Each tour will focus on one New Voices speaker, as described below:

Anna Pinto is the Secretary and Programme Director of CORE (Centre for Organisation, Research and Education), an indigenous peoples’ policy research and advocacy organisation based in the North East of India.  She has been an active member of the Indian Women’s Movement for over two decades.

Anna  will speak about the intersection between climate change, gender issues and indigenous rights.  She will tour the northeast U.S. in September to help mobilize participation in actions and events that will take place in Pittsburgh during meetings of the G-20.  While the leaders of the twenty richest countries meet about the financial and climate crises, activists representing diverse movements will convene in Pittsburgh to expose the common root causes of these two crises and the climate crisis, while linking them to war and to the other crises we face: including food, water and biodiversity.

For more on Anna, click here

Jihan Gearon, is Diné (Navajo) and African American. She is Tódích’ií’nii (Bitter Water) clan, and her maternal grandfather is Tl’ashchí’í (Red Bottom People) clan.   Jihan is the Native Energy Organizer at Indigenous Environmental Network, on the Steering Committee of the Environmental Justice and Climate Change Initiative and the Coordinating Committee of Grassroots Global Justice.

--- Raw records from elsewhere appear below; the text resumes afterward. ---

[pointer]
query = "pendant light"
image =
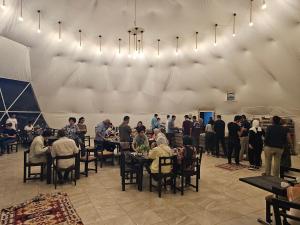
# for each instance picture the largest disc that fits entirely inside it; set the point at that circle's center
(39, 22)
(21, 11)
(158, 41)
(251, 14)
(234, 25)
(215, 42)
(59, 31)
(196, 42)
(264, 4)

Jihan will speak about the impacts of climate change and fossil fuels on poor communities and communities of color in the U.S.; and about the intersection between the financial and climate crises and the links with the struggle for environmental justice in the U.S.  She will speak in the industrial Midwest on a tour beginning in Pittsburgh during the G-20 and ending in Detroit one week later.

For more on Jihan, click here

Faith Gemmill is a Pit River/ Wintu and Neets’aii Gwich’in Athabascan from Arctic Village, Alaska,  and is an organizer for REDOIL (Resisting Environmental Destruction on Indigenous Lands).   Faith worked on behalf of the Gwich’in Nation for over ten years as a representative, public spokesperson and Steering Committee staff member to address human health and cultural impacts of proposed oil development, as well as protection of the birthplace and nursery of the Porcupine Caribou Herd, located in the Arctic National Wildlife Refuge. She is now a public spokesperson, press and tribal liaison and human rights advocate with the International Indian Treaty Council (IITC).

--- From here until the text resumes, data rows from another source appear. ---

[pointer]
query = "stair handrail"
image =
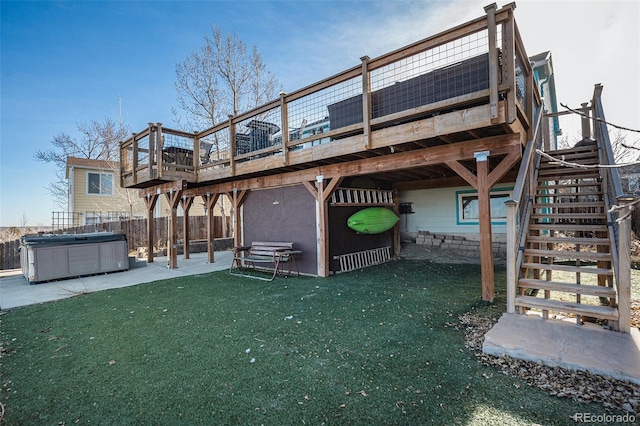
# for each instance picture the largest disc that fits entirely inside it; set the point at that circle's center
(613, 195)
(611, 179)
(520, 205)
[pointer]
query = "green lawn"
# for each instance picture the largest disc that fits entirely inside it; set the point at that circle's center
(368, 347)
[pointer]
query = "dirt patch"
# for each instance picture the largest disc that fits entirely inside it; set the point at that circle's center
(413, 251)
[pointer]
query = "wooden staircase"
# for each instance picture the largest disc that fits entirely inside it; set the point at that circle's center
(567, 264)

Faith will tour mountaintop removal coal mining country in the Appalachians to build bridges between communities suffering from coal mining and oil extraction.

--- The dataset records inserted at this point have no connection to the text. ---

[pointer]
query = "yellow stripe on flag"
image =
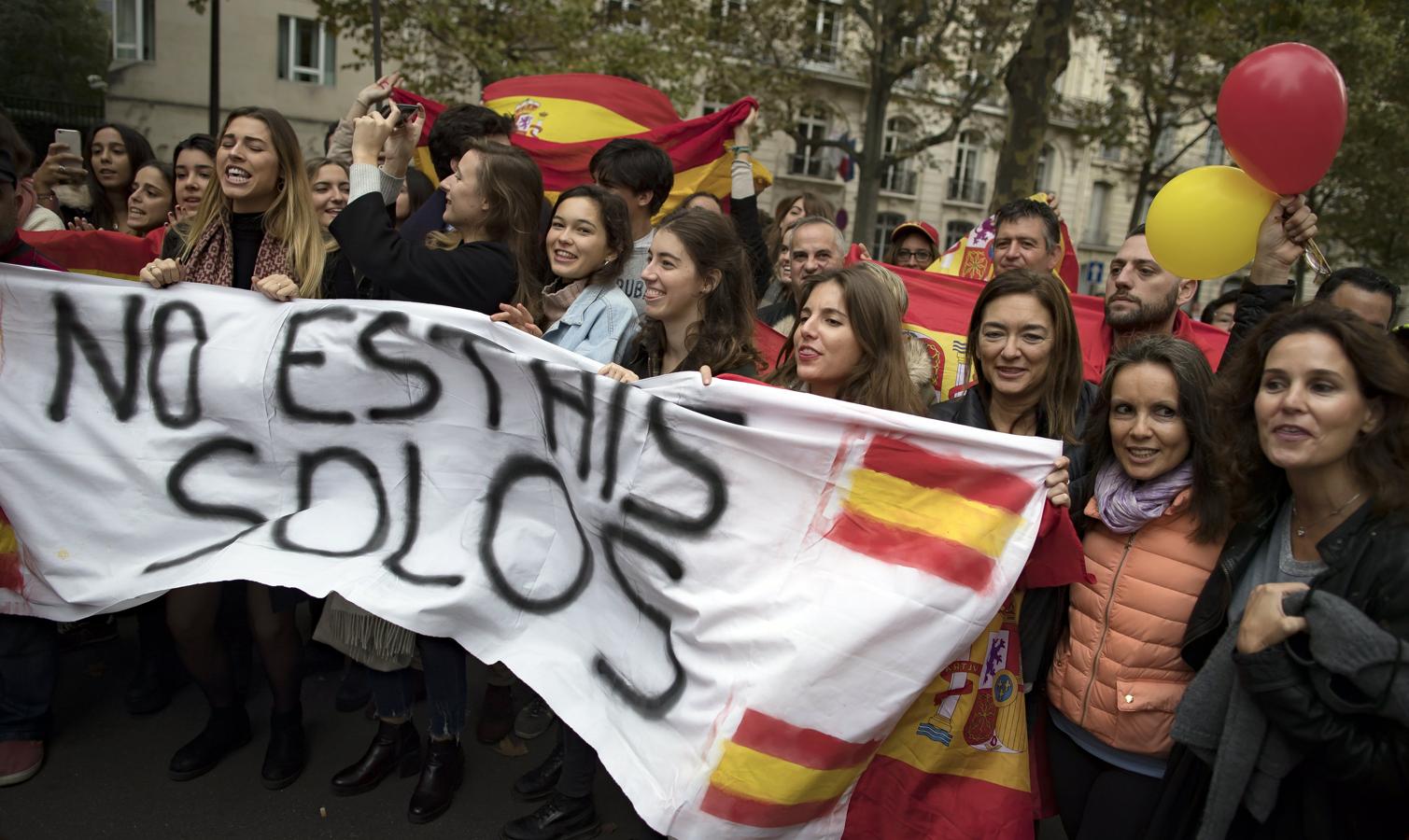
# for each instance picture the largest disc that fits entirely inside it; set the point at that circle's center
(709, 178)
(937, 513)
(767, 778)
(570, 120)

For more on Faith, click here

Camila Moreno is a lawyer and researcher with Terra de Direitos, a Brazilian NGO working on peasant and indigenous land rights.  She has worked for years in support of the struggles of indigenous and peasant movements in Brazil.

Camila will speak about the links between deforestation and climate change and the impacts on forest dependent indigenous communities, as well as the impacts of monoculture tree plantations (including GE tree plantations) developed for the production of agrofuels.  She and I will tour the southeast U.S. in November to speak to communities where genetically engineered eucalyptus tree plantations have been proposed for the manufacture of cellulosic ethanol.